Budget deficits, fuel cost increases, supply-side constraints, food and inflation in other basic commodities — these, according to proponents of the “eclectic causes” theory of inflation, are the forces driving up prices. They maintain that interest rate increases in the face of these various non-monetary phenomena and factors are futile. Deep supply-side reforms are the only solution, they say.
But what does the RBI itself say? To quote from a recent speech of its Governor: “We can spend a long time debating the sources of this inflation. But ultimately, inflation comes from demand exceeding supply, and it can be curtailed only by bringing both in balance.”
The key question here is: If you cannot increase supply of various goods and services in the short term — and in India, this could well be five or even 10 years — then does the RBI (monetary policy) still not have any role to play?
The proponents of the “eclectic causes” theory, in fact, are saying — implicitly — that when deep supply-side constraints operate in an economy, the central bank should just accommodate those constraints and shocks by money creation and maintain or even increase aggregate demand.
This is precisely what the Government had in mind when it recently said that, come what may, it would hike natural gas prices but would protect the end-consumer through subsidies.
The unanswered question, of course, is: how do you finance the subsidies? Only through central bank money creation and that is what pulls all prices up in the economy.
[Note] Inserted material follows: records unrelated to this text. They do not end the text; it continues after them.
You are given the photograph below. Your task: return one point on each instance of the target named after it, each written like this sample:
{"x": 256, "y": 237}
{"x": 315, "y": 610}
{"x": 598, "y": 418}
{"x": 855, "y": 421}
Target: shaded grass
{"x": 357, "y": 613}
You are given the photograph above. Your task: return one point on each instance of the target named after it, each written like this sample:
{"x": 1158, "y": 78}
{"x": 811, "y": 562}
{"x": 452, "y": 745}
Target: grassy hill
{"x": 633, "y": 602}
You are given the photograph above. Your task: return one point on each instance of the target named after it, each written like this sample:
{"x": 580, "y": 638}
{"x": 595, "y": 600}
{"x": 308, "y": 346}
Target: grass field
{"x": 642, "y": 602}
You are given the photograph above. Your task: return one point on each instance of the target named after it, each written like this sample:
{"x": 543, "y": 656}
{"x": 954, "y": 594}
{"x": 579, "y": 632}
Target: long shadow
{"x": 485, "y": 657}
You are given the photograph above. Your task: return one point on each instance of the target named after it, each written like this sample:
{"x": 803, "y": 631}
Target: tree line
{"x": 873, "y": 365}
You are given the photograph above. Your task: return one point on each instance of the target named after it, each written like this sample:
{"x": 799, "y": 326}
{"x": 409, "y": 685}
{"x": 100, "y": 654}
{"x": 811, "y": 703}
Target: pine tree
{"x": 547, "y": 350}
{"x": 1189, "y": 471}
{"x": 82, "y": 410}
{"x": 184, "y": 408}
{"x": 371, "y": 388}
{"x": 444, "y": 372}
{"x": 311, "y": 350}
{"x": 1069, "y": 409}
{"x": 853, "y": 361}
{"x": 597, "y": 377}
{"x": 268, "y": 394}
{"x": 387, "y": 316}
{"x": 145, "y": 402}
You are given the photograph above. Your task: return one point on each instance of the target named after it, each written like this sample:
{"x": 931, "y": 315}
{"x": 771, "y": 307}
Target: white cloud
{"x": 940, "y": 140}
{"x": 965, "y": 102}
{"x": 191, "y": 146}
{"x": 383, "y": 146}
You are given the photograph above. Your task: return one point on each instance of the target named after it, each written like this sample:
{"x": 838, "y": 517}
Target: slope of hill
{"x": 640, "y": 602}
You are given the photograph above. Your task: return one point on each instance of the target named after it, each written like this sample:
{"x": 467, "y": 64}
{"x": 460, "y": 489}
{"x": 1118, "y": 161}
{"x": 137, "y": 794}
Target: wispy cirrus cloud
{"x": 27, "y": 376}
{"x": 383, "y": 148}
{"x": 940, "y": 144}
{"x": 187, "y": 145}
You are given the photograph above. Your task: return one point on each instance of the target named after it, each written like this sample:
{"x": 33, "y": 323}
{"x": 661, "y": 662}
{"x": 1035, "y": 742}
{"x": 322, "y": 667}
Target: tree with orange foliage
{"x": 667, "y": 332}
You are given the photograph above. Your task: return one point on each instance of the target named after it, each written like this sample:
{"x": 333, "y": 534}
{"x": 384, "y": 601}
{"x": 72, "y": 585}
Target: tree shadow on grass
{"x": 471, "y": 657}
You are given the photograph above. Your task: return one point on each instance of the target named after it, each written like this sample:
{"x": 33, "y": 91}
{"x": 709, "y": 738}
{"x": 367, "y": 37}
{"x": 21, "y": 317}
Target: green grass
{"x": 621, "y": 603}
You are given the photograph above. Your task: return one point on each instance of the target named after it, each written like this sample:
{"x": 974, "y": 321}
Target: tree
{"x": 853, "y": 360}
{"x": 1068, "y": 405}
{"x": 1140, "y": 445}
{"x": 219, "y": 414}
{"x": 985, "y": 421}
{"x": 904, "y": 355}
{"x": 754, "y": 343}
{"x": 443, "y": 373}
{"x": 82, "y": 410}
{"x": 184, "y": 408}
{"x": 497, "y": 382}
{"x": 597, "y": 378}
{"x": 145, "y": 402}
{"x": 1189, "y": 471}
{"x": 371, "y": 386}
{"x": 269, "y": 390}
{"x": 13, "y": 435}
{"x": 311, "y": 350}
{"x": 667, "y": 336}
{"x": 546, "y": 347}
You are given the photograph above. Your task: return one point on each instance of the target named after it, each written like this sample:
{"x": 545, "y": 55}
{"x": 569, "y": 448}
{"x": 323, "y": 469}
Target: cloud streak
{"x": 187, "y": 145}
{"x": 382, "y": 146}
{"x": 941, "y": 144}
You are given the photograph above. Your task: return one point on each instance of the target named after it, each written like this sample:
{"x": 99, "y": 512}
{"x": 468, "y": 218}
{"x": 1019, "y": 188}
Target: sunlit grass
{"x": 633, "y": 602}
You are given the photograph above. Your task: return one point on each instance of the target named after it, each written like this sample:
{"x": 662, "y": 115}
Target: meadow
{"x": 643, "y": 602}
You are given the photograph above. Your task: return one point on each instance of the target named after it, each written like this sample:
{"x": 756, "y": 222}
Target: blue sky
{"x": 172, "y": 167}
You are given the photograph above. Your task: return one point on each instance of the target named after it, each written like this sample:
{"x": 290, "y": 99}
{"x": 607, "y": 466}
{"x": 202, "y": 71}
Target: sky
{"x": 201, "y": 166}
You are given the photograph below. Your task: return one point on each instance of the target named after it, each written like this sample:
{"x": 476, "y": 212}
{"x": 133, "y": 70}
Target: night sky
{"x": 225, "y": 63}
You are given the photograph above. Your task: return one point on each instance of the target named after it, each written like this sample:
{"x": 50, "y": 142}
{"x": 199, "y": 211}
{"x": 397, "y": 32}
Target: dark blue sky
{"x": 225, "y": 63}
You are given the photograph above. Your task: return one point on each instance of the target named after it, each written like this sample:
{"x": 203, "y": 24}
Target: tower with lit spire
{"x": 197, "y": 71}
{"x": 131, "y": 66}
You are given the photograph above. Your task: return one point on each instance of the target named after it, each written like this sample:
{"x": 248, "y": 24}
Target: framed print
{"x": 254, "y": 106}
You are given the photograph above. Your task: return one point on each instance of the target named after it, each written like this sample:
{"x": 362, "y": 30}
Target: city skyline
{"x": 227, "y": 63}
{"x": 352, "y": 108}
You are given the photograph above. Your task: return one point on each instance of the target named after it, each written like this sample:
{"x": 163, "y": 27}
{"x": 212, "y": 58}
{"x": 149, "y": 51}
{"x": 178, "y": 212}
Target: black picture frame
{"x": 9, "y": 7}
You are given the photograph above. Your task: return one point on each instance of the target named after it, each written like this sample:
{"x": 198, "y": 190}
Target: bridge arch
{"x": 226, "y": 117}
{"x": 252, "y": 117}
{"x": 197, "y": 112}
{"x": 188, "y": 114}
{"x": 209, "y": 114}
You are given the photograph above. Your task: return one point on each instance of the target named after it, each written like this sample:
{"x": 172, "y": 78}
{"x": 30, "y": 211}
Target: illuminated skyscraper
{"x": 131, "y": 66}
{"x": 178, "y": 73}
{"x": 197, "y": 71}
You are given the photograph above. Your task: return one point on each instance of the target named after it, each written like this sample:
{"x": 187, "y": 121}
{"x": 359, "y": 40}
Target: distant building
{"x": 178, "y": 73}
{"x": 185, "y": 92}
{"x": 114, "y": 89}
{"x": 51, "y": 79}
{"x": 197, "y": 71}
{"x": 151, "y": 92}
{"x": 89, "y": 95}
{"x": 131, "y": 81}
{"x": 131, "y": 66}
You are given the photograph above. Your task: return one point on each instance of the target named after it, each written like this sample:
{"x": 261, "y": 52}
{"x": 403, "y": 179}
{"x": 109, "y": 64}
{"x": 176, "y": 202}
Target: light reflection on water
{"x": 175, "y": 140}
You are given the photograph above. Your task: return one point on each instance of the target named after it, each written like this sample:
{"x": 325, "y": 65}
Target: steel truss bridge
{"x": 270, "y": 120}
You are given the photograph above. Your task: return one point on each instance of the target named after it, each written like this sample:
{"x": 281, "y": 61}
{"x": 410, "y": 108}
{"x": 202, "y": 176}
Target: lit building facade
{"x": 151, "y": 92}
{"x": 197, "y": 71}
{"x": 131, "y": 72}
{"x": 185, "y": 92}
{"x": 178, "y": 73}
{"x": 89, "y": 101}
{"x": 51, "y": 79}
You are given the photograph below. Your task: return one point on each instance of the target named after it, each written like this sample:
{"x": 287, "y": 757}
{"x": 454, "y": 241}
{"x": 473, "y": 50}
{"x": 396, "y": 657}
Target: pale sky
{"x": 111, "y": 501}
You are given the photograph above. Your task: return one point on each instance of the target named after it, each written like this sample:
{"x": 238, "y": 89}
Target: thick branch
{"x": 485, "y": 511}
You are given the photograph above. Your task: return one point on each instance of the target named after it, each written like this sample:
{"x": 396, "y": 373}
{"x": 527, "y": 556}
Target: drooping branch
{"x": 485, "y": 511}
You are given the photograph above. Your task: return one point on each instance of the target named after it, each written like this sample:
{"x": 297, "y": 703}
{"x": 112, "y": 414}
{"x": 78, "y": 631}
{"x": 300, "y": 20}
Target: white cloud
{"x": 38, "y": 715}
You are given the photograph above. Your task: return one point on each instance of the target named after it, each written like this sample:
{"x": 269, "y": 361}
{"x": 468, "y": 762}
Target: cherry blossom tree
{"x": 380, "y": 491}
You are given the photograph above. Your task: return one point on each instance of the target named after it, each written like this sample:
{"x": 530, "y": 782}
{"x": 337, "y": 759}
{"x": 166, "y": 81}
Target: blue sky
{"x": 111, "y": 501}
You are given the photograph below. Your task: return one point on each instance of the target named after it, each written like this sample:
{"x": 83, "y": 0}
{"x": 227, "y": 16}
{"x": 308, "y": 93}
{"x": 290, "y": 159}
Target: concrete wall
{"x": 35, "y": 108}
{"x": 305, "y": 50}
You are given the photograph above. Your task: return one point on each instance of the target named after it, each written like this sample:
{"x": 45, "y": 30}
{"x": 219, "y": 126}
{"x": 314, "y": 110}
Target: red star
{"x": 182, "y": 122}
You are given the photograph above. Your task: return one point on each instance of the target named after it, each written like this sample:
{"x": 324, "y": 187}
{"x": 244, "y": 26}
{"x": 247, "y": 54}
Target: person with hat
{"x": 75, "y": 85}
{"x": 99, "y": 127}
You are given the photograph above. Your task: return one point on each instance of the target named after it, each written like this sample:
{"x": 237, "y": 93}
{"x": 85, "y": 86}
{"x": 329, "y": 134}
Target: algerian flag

The proponents of the “no RBI role” theory should pause to examine what will happen if the subsidies are not financed by money creation. (Subsidies and deficits, by themselves, do not cause inflation.)
The Governor, in a recent interview to a television channel, has made it clear that India does have an inflation problem, which calls for a tough stance. Inflation is not just driven by food; services lead to high inflation and adding to it are healthcare, education and housing services. The Government has to ensure relatively low inflation, at a level where the ordinary person doesn’t have to worry about it everyday. Speculation and hoarding is not a general explanation for inflation. The Governor’s message to industry is that if inflation is not fixed now, the problem will get worse.
Inflation beyond food
The simple point in the interview is that inflation now in India is way beyond food or basic commodities alone.
A more technical validation of this point is available from the accompanying chart – showing India’s gross domestic purchases (GDP+ Imports – Exports) vis-à-vis the country’s production of goods and services (the GDP).
Gross domestic purchases are gross Indian purchases of goods and services — wherever they are produced. As can be seen, gross purchases are now well ahead of domestic production.
If gross domestic purchases convincingly and continuously exceed domestic production (which means large imports), what can be the key factor driving that? The key factor is that prices of domestically produced goods and services are well above those of foreign-produced goods and traded services.
That is, stubbornly high relative prices are driving the large Indian gross domestic purchases (imports). To put it in everyday language, inflation in India is very high, but demand too remains very high. Therefore, those who demand goods and services are resorting to large-scale overseas purchases, as they find it cheaper.
Why is Indian inflation and demand so high? It is basically because the RBI has, so far, acted as per the wishes of the “eclectic inflation causes” school and has monetised (almost completely) all supply shocks.
The chart has a critical message for the Indian rupee as well.
Persistent imbalance between gross domestic purchases and domestic production (GDP) will get corrected only through large-scale, disorderly movements in the exchange rate — if monetary policy does not do its job in time and reduce or eliminate those imbalances. The rupee’s travails of the past two years is proof of this.